AWS came up with an EC2 instance that was a good fit for tackling one genome sequencing problem at a time. Dickinson said that the instance that delivers 16 CPU and 100GB of memory was right-sized to take on an individual sequencing problem, because one individual's DNA will produce about 100GB of data. This sounds suspiciously like the memory-intensive instance, R3 4X large, which comes with 16 virtual CPUs and 122 Gibibytes of storage, or a little less than 122GB. Amazon insists on offering its storage measures in GiBs.
In addition to BaseSpace, Illumina is constantly collecting data on how well the lasers in its sequencers are functioning, as well as the conditions under which the chemicals the sequencers use have been handled en route to the sequencer customer's site.
"We need to know the temperatures the chemical cartridges experienced on that flight. Did they fall out of spec? We monitor the supply chain. We need to know we're getting good genetic data," said Dickinson in the interview.
Illumina collects 270 billion data points on its equipment, and in the supply chain that feeds its operation each year and stores them in S3.
Illumina has few direct dealings with the doctors, clinicians, and researchers making use of Illumina-produced data. Dickinson adds, however, "From the articles I've seen, in a majority of the cases where a tumor has been sequenced, the doctors will say it impacted or altered the treatment."

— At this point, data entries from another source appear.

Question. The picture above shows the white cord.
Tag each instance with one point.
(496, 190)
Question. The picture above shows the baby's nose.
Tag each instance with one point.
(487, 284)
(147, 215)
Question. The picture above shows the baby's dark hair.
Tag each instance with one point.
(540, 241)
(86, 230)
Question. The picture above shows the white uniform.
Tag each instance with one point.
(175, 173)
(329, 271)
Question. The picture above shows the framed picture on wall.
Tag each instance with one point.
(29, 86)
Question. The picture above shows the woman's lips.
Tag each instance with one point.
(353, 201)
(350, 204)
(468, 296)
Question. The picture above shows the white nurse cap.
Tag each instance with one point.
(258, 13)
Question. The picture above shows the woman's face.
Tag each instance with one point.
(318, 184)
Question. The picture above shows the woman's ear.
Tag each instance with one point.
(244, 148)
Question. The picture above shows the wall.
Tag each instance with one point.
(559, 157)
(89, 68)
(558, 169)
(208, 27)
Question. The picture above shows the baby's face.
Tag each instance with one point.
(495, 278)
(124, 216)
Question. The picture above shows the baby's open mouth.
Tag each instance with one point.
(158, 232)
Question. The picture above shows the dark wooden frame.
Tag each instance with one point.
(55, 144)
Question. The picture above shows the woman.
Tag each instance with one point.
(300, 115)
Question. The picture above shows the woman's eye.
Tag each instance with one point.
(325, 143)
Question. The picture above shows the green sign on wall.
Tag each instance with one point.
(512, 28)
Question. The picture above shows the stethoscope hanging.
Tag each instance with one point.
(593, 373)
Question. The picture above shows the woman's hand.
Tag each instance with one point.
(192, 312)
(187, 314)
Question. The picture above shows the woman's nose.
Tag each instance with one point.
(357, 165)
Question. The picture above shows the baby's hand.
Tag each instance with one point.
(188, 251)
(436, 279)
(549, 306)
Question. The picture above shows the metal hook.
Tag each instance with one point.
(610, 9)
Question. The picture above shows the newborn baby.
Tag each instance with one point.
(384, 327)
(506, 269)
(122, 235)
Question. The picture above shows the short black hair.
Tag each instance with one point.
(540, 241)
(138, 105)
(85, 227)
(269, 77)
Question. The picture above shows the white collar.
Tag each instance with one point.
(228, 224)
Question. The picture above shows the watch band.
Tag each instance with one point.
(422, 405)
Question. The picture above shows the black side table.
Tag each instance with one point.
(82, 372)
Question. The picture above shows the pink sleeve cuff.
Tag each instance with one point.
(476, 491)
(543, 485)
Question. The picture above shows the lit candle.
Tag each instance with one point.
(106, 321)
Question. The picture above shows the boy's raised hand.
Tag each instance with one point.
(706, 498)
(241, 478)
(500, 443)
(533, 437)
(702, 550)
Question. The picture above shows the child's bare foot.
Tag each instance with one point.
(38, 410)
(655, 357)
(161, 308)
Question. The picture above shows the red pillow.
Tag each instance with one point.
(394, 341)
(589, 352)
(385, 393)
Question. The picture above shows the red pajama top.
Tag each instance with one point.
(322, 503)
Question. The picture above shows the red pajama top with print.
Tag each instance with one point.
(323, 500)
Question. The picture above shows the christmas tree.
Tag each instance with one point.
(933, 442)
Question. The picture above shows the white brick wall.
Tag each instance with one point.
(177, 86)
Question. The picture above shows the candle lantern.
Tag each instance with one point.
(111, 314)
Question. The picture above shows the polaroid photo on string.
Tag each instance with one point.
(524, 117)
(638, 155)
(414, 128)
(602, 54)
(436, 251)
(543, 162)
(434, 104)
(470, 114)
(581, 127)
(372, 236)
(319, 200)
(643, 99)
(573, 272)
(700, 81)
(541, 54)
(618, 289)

Cancers have previously been described by the organ or location in the body where they are first detected. But research is showing that gene defects that gave rise to cancer may cause them in multiple locations. By studying what cancers are associated with what genes in many different individuals, then relating that information to what is known about effective treatments, doctors increase the likelihood of successfully battling the disease.
[Want to see more customer feedback on S3 storage? Read AWS S3, data transfer among its most popular services: Report.]
"They can pick a treatment based on the mutation, not the location," said Dickinson.
As BaseSpace keeps accumulating genetic information, including that of cancer patients, researchers can comb through it looking for suspected patterns or hitherto unsuspected associations. Because the data comes from many individuals, "it will have a huge impact on both how cancer is detected and how it's treated in years to come," Dickinson told the 8,000 attendees at the Santa Clara Convention Center on July 13.
Its good news to AWS to know that a gene sequencing firm is gobbling up processing power in its cloud and becoming a giant storage customer. But Matt Wood, AWS general manager for products, didn't talk about that when asked about Illumina as a customer. He said instead: "Watching genomic data move closer to clinical data" on the Amazon cloud, and affect outcomes "is incredibly humbling."